After a theory accurately predicts experiment outcomes and an equation describes variables mathematically, it becomes a powerful tool for exploring different variable values.
However, this can become a problem.
Once a theory gains wide acceptance, there is usually little doubt about the validity of its equations. These equations define the variables for technical applications of the phenomena and contribute to the development of practical technologies. It is unnecessary to reiterate all the assumptions made while formulating the original mathematical equations. Engineers are tasked with studying and applying this knowledge to construct machines, devices, ships, and infrastructure like roads and dikes.
Engineers recognize that they have limited control over operational conditions. During the development phase, they create a set of specifications that outline the expected performance and the conditions under which the product is meant to operate. Engineers also understand that their creations will eventually degrade and may fail over time. To address this, they provide guidelines for proper use and operator training, which helps ensure usability through the repair and replacement of parts and components until maintenance becomes too costly. Engineers must always anticipate the effects of wear and tear during the product’s use.

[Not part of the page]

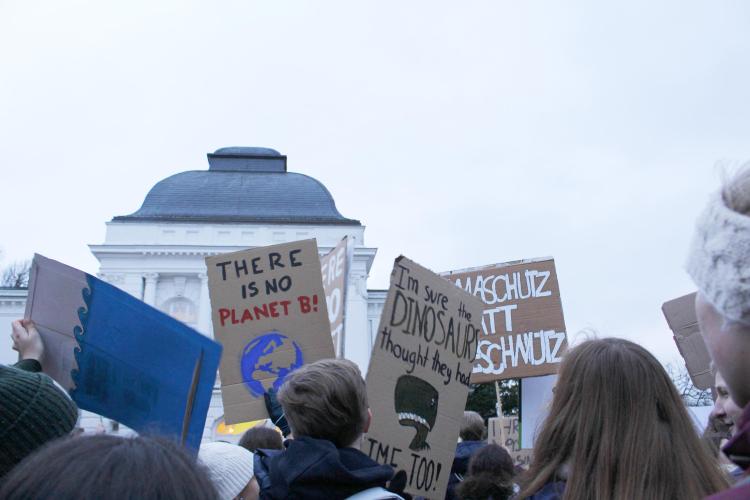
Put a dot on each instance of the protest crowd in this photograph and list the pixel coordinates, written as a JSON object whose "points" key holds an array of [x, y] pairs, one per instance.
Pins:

In particle physics, we have made significant progress by studying fundamental particles in a manner that may be unexpected. Rather than starting with individual particles, we focus on breaking down atoms and nuclei using sophisticated proton collision machines. This approach is necessary because composite particles are extremely stable, and we require advanced methods to investigate them effectively.
Wikipedia:
In particle physics, an elementary particle or fundamental particle is a particle whose substructure (domain of the bigger structure which shares the similar characteristics of the domain) is unknown. Thus it is unknown whether it is composed of other particles. Known elementary particles include the fundamental fermions (quarks, leptons, antiquarks, and antileptons), which generally are “matter particles” and “antimatter particles,” as well as the fundamental bosons (gauge bosons and Higgs boson), which generally are “force particles” that mediate interactions among fermions. A particle containing two or more elementary particles is a composite particle.
It’s fascinating that certain particles are still uncertain whether they are composite or elementary particles. We understand that protons and neutrons are composite particles, but breaking them apart is incredibly challenging as they seem almost indestructible. Certain components, such as the electron, are considered fundamental because we can’t imagine a substructure existing, especially considering the phenomena attributed to an electron, such as electric charge. Some scientists nowadays argue that we should consider modeling the electron as a type of cloud. If we do this, we need to clearly state the underlying assumptions being made when discussing the electron, whether it is being treated as a point particle or a cloud or something else.
Unfortunately, the assumption that the electron is a point particle has been widely accepted without further clarification.